She shook her head, hiding behind a curtain of silver hair until he wore his own face again.

“I am Death, Crystal, and often I seem cruel, but these have been robbed of even a chance at life. I am not as cruel as that. Too many come to me too young.”

She thought of the power it would take to heal so many, how her shields would weaken. She thought of the goddesses breaking free. She opened her mouth to say she couldn't, looked at Lord Death and knew he expected her to say she would. Although he had seen the excesses of the ancient wizards, he had never, she realized suddenly, expected her to follow their path.
Free my people
were among the first words he'd ever said to her. She would not have
Heal the wer
be the last.

“I will heal them,” she said and felt that his smile of approval well rewarded her for the risk.

*   *   *

When Crystal returned to the campsite, Raulin and Jago sat nervously watching the giant who, as far as Crystal could see, hadn't moved.

“I have to speak to the wer,” she said.

“Are you crazy?” asked Raulin, standing and striding over to her. He took hold of both her shoulders and gave her a little shake. “You barely escaped from them with your life. Go near them and they'll zap you with that rod again.”

“They won't dare, not while Sokoji is with us.”

“In case you hadn't noticed, Sokoji is not with us.”

“I am only thinking, mortal, I am not dead.”

Crystal suppressed a smile as Raulin paled. She gently patted his cheek and whispered. “Don't worry, they're used to it.” Sliding out from under his hands, she crossed the camp until she stood at the giant's knee. “I need to speak with the pack.
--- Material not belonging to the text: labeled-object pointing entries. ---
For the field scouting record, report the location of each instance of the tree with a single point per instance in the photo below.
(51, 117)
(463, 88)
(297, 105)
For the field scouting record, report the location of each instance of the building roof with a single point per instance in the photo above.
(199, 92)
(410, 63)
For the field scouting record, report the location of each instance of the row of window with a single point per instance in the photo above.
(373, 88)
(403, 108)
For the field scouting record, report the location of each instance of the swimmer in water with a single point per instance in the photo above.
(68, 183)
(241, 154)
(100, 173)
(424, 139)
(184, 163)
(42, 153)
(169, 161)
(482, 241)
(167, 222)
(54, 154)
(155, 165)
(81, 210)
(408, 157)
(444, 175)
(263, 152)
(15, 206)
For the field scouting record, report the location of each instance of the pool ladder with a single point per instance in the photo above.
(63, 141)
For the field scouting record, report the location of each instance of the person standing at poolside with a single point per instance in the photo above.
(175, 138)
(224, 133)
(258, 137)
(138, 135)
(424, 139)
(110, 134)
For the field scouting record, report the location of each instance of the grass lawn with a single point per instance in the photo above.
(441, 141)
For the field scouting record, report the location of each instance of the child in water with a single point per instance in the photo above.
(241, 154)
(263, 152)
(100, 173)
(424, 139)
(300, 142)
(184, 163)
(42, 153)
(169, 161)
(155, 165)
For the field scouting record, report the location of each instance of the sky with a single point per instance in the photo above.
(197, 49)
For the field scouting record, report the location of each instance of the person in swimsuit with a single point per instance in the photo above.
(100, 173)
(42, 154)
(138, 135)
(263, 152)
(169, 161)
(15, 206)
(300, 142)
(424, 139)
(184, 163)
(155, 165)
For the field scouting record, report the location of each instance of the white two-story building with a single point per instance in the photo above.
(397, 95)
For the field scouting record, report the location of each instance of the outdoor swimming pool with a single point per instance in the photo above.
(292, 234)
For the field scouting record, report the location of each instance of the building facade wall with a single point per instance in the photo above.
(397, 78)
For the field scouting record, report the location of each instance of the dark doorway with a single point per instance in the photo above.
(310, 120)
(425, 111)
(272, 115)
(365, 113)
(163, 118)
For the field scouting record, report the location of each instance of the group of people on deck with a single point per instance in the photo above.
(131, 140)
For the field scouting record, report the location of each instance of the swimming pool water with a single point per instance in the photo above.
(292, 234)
Will you come with me?”

Sokoji nodded. “I will.”

Crystal raised her voice slightly, turning her head so she faced the trees beyond the giant. “Then I will speak with the pack, the entire pack, when the sun has moved a handspan in the sky. They will speak with me because they remember what I did for Beth. The Elder will see that we both, the pack and I, are no threat to each other.”

A shadow separated itself from the shadows of the forest and moved off toward the mountain.

“I knew it,” Raulin muttered, still a little rattled by the giant's sudden return to awareness. “I knew we were being watched.”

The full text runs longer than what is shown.